Senin için belgeselin tanımı nedir?

Belgesel denince aklıma ilk olarak gerçek kelimesi geliyor. Gerçeğin tüm çıplaklığı ve çarpıcılığı… Ülkemizde çok değerli dergilere imza atan Özcan Yüksek bir gün bir gezimiz esnasında şu sözü söylemişti ve hiç aklımdan çıkmaz: “Gerçek, hayal gücünden her zaman ya daha çarpıcıdır ya daha korkunçtur.” Gerçeğin gücü, gizemi, tutkusu, hiçbir kurmacada olamaz bu yüzden sanırım.

Kısa filmi bir araç olarak mı görüyorsun?
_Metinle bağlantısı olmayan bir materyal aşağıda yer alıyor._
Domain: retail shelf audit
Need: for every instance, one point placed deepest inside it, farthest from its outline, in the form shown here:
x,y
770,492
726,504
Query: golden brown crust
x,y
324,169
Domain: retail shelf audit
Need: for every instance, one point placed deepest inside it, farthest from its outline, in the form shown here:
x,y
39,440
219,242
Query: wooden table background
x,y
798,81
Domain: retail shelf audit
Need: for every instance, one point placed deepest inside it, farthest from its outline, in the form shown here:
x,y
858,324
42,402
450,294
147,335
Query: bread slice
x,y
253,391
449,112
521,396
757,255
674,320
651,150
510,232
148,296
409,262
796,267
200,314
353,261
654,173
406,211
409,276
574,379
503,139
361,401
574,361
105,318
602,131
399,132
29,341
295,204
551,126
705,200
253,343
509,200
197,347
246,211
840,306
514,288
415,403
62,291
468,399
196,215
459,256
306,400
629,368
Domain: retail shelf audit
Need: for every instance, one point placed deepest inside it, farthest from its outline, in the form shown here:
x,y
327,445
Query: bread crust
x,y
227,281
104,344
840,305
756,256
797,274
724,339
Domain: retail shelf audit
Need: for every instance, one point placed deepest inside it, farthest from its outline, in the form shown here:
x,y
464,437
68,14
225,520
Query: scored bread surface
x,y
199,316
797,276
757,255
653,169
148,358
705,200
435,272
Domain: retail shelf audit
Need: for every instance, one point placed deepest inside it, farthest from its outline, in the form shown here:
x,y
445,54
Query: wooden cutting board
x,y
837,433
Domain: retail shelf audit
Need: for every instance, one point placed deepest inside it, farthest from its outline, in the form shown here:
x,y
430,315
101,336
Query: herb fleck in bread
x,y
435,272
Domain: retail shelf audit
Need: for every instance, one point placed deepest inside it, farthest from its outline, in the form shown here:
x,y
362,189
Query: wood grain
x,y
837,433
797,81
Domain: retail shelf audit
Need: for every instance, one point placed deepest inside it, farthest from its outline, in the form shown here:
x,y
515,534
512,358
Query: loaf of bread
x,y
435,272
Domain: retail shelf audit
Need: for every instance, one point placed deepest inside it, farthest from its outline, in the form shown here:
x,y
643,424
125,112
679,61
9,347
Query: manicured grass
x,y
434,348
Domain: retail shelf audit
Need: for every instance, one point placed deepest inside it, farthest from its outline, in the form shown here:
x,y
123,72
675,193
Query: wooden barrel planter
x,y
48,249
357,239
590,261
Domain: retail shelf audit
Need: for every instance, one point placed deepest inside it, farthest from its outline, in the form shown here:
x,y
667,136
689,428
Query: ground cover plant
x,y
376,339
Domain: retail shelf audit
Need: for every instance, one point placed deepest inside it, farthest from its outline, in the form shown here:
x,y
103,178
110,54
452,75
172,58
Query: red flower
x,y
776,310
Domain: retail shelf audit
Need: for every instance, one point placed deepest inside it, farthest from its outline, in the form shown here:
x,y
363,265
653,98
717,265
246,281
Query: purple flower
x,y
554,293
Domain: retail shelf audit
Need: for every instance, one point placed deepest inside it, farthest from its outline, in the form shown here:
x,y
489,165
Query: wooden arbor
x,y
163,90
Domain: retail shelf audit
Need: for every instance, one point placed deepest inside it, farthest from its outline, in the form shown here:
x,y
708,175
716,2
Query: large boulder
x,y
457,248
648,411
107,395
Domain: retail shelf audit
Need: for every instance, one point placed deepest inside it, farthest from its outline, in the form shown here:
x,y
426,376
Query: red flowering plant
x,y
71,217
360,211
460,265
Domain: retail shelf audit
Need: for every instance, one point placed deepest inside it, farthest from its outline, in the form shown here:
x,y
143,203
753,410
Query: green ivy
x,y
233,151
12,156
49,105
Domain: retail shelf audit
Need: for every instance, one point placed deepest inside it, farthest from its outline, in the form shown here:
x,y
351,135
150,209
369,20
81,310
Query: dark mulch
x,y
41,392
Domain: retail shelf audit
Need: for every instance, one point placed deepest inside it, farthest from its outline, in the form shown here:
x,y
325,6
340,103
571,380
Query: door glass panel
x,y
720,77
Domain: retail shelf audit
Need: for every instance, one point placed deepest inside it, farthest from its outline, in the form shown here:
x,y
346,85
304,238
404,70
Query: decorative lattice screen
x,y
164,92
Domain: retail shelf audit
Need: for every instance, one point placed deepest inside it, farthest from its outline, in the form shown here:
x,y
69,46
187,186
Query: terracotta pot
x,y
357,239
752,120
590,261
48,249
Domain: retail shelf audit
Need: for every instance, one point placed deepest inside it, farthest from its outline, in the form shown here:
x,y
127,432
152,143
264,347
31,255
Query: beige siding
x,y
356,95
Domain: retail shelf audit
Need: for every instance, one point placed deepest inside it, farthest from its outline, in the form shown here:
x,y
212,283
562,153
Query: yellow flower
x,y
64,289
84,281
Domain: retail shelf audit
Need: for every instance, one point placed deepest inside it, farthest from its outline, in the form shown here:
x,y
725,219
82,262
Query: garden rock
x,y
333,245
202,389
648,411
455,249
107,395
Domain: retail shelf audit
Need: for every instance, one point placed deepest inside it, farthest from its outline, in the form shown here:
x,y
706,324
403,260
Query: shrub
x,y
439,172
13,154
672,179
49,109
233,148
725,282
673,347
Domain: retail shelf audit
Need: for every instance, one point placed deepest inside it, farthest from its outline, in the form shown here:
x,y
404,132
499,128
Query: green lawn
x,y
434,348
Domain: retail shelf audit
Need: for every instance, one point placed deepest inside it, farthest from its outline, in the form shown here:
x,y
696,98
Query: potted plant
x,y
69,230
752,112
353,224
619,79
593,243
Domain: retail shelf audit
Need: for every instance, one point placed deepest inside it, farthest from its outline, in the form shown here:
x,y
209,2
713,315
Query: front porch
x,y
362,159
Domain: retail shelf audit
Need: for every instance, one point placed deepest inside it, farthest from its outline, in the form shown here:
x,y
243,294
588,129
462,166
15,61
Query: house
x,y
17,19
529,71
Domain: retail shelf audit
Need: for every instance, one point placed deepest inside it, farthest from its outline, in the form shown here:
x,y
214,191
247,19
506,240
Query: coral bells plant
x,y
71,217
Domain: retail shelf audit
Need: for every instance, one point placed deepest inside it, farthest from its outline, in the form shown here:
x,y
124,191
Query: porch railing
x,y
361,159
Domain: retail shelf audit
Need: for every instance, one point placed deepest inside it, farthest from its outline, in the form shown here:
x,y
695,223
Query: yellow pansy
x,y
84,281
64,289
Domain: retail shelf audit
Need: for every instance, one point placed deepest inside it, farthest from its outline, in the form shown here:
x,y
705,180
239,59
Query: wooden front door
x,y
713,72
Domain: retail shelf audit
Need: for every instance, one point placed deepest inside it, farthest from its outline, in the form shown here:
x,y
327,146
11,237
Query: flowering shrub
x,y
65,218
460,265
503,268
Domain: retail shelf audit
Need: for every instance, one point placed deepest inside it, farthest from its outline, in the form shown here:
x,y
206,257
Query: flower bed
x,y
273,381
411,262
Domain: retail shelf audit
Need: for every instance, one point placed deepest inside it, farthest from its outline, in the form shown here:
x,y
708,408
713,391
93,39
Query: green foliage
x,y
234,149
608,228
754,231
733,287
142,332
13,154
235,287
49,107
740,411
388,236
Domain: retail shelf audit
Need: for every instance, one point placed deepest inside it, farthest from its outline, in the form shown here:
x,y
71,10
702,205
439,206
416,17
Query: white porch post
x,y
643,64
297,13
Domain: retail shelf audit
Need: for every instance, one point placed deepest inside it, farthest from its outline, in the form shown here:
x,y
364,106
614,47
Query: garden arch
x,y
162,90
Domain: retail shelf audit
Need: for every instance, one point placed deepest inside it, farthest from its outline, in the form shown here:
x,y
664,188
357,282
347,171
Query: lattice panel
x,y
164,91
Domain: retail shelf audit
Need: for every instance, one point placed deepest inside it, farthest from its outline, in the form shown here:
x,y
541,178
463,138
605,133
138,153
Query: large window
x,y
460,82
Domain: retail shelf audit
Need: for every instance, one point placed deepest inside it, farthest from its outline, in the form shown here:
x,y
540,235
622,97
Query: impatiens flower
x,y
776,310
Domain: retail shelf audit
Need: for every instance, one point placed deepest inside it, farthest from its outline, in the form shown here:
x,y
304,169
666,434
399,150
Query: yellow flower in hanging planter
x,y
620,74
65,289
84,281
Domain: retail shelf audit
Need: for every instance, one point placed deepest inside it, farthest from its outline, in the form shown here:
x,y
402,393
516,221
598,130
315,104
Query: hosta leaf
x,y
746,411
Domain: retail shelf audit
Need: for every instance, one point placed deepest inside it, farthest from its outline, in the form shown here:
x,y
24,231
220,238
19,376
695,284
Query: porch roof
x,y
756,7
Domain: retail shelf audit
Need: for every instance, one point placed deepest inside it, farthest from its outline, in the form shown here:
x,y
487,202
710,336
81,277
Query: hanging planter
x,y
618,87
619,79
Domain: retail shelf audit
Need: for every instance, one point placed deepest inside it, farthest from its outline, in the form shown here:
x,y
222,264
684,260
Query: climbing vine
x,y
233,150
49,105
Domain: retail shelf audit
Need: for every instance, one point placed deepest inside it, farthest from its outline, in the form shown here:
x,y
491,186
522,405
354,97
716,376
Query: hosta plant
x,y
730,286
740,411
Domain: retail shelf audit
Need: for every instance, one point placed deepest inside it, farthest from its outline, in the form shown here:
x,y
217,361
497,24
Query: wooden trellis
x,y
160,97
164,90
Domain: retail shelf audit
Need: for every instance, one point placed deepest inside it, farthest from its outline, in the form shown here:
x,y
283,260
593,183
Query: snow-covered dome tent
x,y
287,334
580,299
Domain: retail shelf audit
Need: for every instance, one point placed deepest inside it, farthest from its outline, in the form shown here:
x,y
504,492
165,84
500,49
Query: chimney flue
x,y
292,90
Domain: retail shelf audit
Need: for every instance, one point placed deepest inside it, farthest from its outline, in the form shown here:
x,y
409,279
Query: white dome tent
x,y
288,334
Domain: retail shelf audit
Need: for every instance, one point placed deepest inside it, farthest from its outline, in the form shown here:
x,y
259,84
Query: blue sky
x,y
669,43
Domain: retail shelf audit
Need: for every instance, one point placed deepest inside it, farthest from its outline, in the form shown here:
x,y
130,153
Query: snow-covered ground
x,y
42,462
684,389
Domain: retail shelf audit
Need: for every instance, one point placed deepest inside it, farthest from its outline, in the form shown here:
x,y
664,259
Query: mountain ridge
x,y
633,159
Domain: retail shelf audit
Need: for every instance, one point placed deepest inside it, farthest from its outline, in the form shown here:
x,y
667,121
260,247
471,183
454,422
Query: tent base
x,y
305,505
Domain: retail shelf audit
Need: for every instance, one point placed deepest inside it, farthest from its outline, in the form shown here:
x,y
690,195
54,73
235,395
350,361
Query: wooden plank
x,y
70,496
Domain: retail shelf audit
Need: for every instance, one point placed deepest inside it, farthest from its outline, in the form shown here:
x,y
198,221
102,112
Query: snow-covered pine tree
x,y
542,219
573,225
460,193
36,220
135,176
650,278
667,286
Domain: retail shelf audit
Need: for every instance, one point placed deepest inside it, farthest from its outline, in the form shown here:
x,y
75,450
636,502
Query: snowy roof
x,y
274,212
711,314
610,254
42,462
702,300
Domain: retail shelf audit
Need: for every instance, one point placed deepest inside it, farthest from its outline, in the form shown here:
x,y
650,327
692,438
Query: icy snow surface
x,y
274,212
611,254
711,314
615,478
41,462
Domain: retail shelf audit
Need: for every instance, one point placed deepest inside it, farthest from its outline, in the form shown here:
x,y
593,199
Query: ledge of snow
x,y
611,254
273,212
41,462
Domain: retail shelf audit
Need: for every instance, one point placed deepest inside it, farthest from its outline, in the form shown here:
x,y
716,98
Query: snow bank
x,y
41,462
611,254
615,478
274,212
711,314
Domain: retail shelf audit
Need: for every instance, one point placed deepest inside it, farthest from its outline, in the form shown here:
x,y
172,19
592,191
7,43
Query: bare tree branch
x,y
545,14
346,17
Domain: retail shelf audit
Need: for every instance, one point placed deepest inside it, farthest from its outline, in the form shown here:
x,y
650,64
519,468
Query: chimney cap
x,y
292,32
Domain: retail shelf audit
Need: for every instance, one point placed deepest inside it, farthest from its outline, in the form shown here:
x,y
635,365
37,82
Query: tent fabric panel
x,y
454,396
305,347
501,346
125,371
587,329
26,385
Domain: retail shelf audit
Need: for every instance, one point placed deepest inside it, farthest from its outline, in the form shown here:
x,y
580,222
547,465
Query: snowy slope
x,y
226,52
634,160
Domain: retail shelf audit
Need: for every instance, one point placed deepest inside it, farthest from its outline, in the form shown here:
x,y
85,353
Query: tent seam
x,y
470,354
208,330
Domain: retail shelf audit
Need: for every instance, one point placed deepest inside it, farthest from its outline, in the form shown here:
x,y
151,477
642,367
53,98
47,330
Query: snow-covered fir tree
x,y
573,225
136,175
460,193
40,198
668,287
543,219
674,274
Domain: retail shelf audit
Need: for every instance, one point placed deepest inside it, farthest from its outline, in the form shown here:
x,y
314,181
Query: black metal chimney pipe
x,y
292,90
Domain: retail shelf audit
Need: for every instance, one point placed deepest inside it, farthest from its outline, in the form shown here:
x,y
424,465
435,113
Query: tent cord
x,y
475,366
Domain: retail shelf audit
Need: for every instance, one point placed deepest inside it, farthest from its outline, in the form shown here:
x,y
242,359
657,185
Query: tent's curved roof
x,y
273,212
Yoksa söz gelişi bir 10 yıl sonra da, kısa filmler, belgeseller çekeceğim diyor musun?

Kısa film asla araç olarak görülmemeli. Ben hiçbir zaman görmedim. Kısa film asla uzun metrajın provası niteliğinde değildir. Sinemanın özü aslında kısa film. Benim en çok aşık olduğum film de; bir kısa filmdir. 13 dakikalık, Adı The Perfect Human, yönetmeni Jorgen Leth. İnsanı, doğasını ve tüm zaaflarını, hayatı bu kadar doğru anlatan bir filme daha rastlamadım. Bir şeyi kısa ve öz anlatmak zor olan. Bence iyi kısa film çekememiş olan isimler uzun metraj çektiklerinde filmi, bol plan, gereksiz kamera hareketleri, fazla karakter, fazla replik ve yoğun müzikle boğuyor. Sinemamızda temel problemlerden biri de bu bence, filmlerde fazlalık var hep.

Gizli Özne ve O Köy belgesellerini çekme nedenlerinden bahseder misin?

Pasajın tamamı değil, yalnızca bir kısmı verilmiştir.